Myth 5: OKRs require expensive software
Reality: OKRs thrive when software is intuitive and collaborative first, expensive and complex last. Costly HR platforms often isolate OKRs from most employees. Lightweight options that prioritize features like visuals, integration, and accessibility over analytics keep costs down while encouraging participation across the company. The goal should be engagement and transparency, not top-down reporting.
Myth 6: OKRs are just rebranded MBOS
Reality: While related, OKRs focus more on outcomes than duties, promote stretch goals, and encourage transparency. Unlike MBOS, an OKR to "Launch in 2 new cities" encourages big thinking rather than task management.
Myth 7: OKRs are a passing fad
Reality: OKRs have been used successfully for decades by industry leaders like Google, Amazon, and Intel. The framework has stood the test of time. For example, Intel pioneered OKRs in the 1970s and still uses them today.
Myth 8: OKRs only work for specific departments
Reality: OKRs can work across all teams and levels of an organization - from sales to engineering to marketing and more. For instance, companies like Adobe have adopted OKRs company-wide, finding success in departments ranging from finance to HR.

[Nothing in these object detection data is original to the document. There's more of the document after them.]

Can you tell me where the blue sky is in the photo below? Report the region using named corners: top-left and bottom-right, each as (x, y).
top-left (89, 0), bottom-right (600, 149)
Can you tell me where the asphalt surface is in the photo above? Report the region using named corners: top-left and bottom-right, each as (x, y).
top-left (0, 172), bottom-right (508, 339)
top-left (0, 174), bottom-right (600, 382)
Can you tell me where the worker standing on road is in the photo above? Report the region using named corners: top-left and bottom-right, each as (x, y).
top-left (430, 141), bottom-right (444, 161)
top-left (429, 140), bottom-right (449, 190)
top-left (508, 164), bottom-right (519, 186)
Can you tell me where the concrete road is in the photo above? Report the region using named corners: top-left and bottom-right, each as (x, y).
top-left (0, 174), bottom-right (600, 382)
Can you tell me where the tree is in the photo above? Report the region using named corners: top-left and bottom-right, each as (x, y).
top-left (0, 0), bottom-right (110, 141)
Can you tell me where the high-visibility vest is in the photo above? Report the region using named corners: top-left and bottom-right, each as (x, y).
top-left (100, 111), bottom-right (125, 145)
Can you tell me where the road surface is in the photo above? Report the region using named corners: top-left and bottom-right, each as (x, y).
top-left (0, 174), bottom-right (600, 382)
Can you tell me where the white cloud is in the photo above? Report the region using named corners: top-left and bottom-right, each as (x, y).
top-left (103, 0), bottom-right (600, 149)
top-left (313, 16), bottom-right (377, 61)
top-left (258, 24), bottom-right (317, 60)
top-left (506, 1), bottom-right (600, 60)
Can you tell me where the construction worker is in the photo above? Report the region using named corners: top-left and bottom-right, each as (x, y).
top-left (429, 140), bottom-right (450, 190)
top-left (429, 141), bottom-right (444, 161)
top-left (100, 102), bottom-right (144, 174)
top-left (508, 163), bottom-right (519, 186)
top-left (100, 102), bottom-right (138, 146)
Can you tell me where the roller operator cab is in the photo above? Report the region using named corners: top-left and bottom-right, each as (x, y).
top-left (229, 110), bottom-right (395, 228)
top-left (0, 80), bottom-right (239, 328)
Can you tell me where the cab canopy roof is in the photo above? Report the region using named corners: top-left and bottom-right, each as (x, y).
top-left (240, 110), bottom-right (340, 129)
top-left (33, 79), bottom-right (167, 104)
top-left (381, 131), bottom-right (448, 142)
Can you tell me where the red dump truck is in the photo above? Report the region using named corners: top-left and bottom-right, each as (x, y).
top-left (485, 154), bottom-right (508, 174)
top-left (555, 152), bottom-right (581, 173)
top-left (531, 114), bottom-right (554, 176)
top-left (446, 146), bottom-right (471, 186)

Myth 9: OKRs stifle creativity
Reality: Well-crafted OKRs provide a framework for ambition while giving teams flexibility to innovate on how they achieve goals. For example, an OKR to "increase app engagement" allows creative freedom to still try new features and concepts.
Myth 10: OKRs encourage risky short-term thinking
Reality: OKRs are structured into quarterly cycles specifically to discourage short-term priorities. They foster sustainable growth. For instance, stretching OKRs over longer timeframes prevents reactionary goal-setting and focuses on the horizon.
Myth 11: OKRs represent a complete strategy
Reality: OKRs are a tool for executing on strategy - but don't replace thorough strategic planning itself. For example, OKRs to enter a new market require backing business plans and research.
Conclusion
OKRs represent an exciting new approach to goal setting that is transforming organizations across industries. However, like any new methodology, misconceptions and myths exist that can derail successful OKR adoption. By understanding common FAQs and false narratives, organizations can thoughtfully implement OKRs while avoiding pitfalls.
The key is to recognize that OKRs are about strategic alignment and ambition, not cascaded task lists or guarantees. With the right mindset and culture, the OKR framework offers immense potential to unite teams, accelerate growth, and achieve the once impossible. Approached properly and tailored to your organization's needs, OKRs can take your company goals to the next level.